Just a month after Amazon announced it would partner with Wells Fargo to offer Prime members a discount on private student loans, nearly all traces of the criticized program have disappeared.
With the exception of news releases announcing the partnership, there is no sign of the Amazon/Wells Fargo student loan discount option on either company’s websites.
When reached for comment by Consumerist, a rep for Well Fargo would only say that the “promotion for Prime Student members has ended.” The bank declined to explain the reason for ending the program or say whether the offer was supposed to be so short-lived. Amazon also confirms, without explanation, the end of the program.
Previously, Wells Fargo hosted an entire page dedicated to the promotion, touting the ability for eligible college-aged Amazon Prime members to received up to a 0.75% interest rate discount on new loans.
That page, www.wellsfargo.com/amazon, now redirects to the bank’s regular private student loan page.
We’ve reached out to both Wells Fargo and Amazon for information on the current state of the partnership. We’ll update this post when we hear back.
The Institute for College Access & Success (TICAS) applauded the end of the program Wednesday.
“We congratulate Amazon for deciding to stop promoting Wells Fargo’s costly private education loans,” Pauline Abernathy, executive vice president for TICAS, said in a statement. “Private loans are one of the riskiest ways to pay for college, with none of the flexible repayment options and consumer protections that come with federal student loans.”
Our colleagues at Consumers Union welcomed the end of the partnership.

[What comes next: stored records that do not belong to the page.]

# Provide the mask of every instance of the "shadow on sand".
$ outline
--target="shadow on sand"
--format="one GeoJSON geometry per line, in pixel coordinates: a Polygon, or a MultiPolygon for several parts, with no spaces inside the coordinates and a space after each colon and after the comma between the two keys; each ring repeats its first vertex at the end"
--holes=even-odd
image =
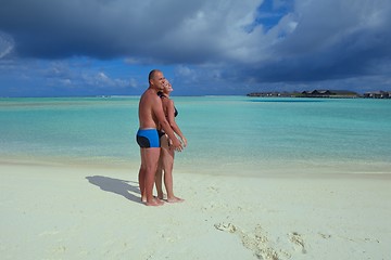
{"type": "Polygon", "coordinates": [[[134,195],[134,193],[140,194],[138,182],[130,182],[102,176],[86,177],[86,179],[91,184],[99,186],[102,191],[115,193],[131,202],[141,204],[140,196],[134,195]],[[129,183],[135,183],[136,185],[130,185],[129,183]]]}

“These kinds of business partnerships can mislead students by overstating their benefits, while nudging students into signing up for riskier loans,” Suzanne Martindale, staff attorney for CU, tells Consumerist. “Given the CFPB’s recent legal action against Wells Fargo for its education loan servicing practices, it is troubling to think that the promise of Amazon Prime and a slight interest rate reduction could have lured even more students into taking out loans that might cause them problems later down the road.”
Under the partnership, announced July 21, Amazon Prime Students were eligible to receiving a 0.50% discount on new loans, as well as an additional 0.25% interest rate discount offered when they enrolled in an automatic monthly loan repayment plan.
The discounts were available only for new student loan applications received on or after July 21, 2016. That means borrowers who had current Wells Fargo student loans are not eligible for the discount.
At the time, the head of Wells Fargo’s Personal Lending Group called the Amazon cross-promotion a “tremendous opportunity to bring together two great brands.”
However, the program was roundly criticized by consumer advocates for touting private loans over more affordable options with better protections.
While saving 0.75% on your student loans might seem like a great deal, many advocates say it really isn’t when you consider most students headed for college are eligible for less costly federal student loans.
Private loans like the one previously touted by Amazon and Wells Fargo don’t offer the flexible repayment and discharge options found in federal student loans.
Other warned that the Wells Fargo/Amazon offer could mislead consumers into thinking they were getting a good deal when they might not be.
For example, federal student loans currently have a fixed interest rate of 3.76%, while private loans can reach as high as 13.74%.
Additionally, the fine print for the program included a notice that Wells Fargo “reserves the right to modify or discontinue interest rate discount program(s) for future loans or to discontinue loan programs at any time without notice.”
That means that while you might receive a discount when taking out the loan, it wasn’t guaranteed to stick.
Financing one’s higher education can be a difficult and information-packed endeavor. And with nearly two-thirds of students who take out student loans unprepared for the financial obligations associated with the debt, advocates advise that they should look at all options available to them.